Bishop Joseph al-Absi, who led the mass at the Melkite Greek Catholic Cathedral in Damsacus, prayed for peace in Syria, asking God to protect the country and it leadership, according to SANA news agency.
There has not been much joy in the air as usual as Syrian people continue to suffer from the ongoing fighting between the rebels and government forces that has already claimed over 40,000 lives. This year, there was only one Nativity crib on display in Damascus.
Due to security concerns some services had to be held at 6:00 pm instead of midnight.
“The festive season is very sad this year. But we thank God despite everything,” insurance broker Riad Ghanem told AFP.
Syrians attend early Christmas eve mass, at the Mar Elias (St. Elijah) Christian Orthodox church in Bab Tuma, a predominantly Christian quarter of Damascus, on December 24, 2012. (AFP Photo)

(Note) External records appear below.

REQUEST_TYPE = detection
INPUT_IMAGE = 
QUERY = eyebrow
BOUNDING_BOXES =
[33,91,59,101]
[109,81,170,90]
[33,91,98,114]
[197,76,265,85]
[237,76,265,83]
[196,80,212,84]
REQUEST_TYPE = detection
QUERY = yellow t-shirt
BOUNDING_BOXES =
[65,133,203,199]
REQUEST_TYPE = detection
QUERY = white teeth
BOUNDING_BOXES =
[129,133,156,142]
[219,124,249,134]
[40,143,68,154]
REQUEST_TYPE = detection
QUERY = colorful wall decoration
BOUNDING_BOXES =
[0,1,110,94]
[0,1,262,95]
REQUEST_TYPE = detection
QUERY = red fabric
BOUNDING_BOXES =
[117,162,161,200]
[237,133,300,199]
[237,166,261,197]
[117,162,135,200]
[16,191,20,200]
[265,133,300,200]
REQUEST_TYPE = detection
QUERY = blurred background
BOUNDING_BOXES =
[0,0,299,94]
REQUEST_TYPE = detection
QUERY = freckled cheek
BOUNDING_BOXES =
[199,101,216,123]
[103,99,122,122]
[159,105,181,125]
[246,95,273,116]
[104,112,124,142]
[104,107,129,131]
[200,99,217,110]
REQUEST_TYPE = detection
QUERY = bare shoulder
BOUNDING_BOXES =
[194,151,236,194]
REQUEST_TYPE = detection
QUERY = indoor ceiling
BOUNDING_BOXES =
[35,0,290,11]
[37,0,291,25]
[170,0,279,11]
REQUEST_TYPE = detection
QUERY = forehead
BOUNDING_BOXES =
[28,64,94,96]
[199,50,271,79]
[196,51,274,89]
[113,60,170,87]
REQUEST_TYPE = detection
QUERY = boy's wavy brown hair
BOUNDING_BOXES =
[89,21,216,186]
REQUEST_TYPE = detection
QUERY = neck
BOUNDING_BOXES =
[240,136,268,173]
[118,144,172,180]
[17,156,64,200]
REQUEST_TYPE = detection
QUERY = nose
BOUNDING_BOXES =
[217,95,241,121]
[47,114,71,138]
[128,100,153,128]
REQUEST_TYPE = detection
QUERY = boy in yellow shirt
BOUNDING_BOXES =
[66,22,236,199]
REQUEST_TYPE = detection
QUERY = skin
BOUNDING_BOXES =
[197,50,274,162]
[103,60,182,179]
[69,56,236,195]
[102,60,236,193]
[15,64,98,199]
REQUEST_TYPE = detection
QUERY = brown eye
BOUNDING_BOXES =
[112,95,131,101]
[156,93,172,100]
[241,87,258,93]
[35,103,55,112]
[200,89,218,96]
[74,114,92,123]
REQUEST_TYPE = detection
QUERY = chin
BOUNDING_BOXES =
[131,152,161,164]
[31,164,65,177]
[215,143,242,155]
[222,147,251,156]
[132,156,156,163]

There are some 1.8 million Christians, most of the Greek Orthodox, in Syria. Many of them have remained loyal to the Syrian regime fearing that the fall of Bashar Assad would result in a Sunni-led government which would crack down on minorities. Assad and the ruling elite who come from a minority Alawite sect – an offshoot of Shia Islam – have long been a safeguard of security and rights of the minorities.

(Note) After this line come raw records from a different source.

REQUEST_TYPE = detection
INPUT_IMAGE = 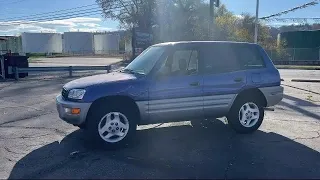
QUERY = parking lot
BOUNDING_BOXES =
[0,69,319,179]
[29,57,123,67]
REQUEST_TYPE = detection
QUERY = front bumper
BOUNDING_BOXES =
[56,95,91,125]
[259,86,284,107]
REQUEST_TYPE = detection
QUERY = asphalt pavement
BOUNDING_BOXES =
[29,57,123,67]
[0,69,319,179]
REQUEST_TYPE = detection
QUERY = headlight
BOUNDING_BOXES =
[68,89,86,100]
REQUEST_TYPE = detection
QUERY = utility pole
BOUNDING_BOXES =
[210,0,219,40]
[210,0,214,40]
[254,0,260,44]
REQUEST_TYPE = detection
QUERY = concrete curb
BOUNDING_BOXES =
[291,79,320,83]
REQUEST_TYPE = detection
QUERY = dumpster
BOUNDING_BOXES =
[0,54,29,79]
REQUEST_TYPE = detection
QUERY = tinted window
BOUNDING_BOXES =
[202,44,241,74]
[236,45,265,69]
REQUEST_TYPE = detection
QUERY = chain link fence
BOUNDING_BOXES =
[266,47,320,62]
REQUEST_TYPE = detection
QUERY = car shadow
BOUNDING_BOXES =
[8,120,320,179]
[279,94,320,120]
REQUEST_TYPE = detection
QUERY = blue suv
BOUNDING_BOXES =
[56,41,283,148]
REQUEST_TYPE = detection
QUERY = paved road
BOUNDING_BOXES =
[0,76,319,179]
[30,57,123,67]
[279,69,320,80]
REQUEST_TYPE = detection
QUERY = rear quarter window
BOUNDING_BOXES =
[235,45,266,69]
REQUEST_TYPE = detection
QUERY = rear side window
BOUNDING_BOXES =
[236,45,265,69]
[201,44,265,74]
[202,44,241,74]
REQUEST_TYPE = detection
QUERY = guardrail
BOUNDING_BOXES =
[13,65,111,80]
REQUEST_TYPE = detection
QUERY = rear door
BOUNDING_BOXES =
[200,43,247,118]
[235,44,277,88]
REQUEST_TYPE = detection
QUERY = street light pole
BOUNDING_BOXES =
[254,0,259,44]
[210,0,214,40]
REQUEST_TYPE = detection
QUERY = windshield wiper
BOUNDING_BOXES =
[121,68,145,75]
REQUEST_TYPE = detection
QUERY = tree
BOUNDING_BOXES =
[96,0,155,30]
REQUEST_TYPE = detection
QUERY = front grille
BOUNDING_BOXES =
[61,88,68,99]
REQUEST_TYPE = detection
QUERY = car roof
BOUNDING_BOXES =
[153,41,257,47]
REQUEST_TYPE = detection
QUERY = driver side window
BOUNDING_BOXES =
[158,49,199,77]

Meanwhile in Rome, Pope Benedict XVI marked Christmas Eve with mass in St. Peter’s Basilica. The pontiff called on the faithful to find place for God in their busy, technology-driven lives. He also urged them to offer prayers for “our brothers and sisters in Syria, who are dying mercilessly.”
Last week UN human rights report said that the Syrian civil war is becoming increasingly sectarian, as Sunni-majority rebel forces fight government troops supported by country’s religious and ethnic minorities.

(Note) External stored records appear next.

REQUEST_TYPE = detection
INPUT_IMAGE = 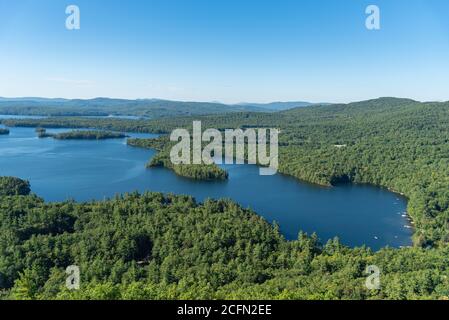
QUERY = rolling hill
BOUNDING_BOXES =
[0,97,326,118]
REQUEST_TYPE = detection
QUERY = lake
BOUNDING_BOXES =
[0,126,413,249]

The report – which is based on interviews with Syrians who fled the country and covers the period between September 28 and December 16 – said that foreign fighters with links to extremist Sunni groups are infiltrating Syria to fight against the regime of President Bashar Assad.
The foreign fighters, described as “militant, radical Islamists, or Jihadists,” are reportedly operating independently but coordinate with the Free Syrian Army, an armed opposition group supported by Western nations.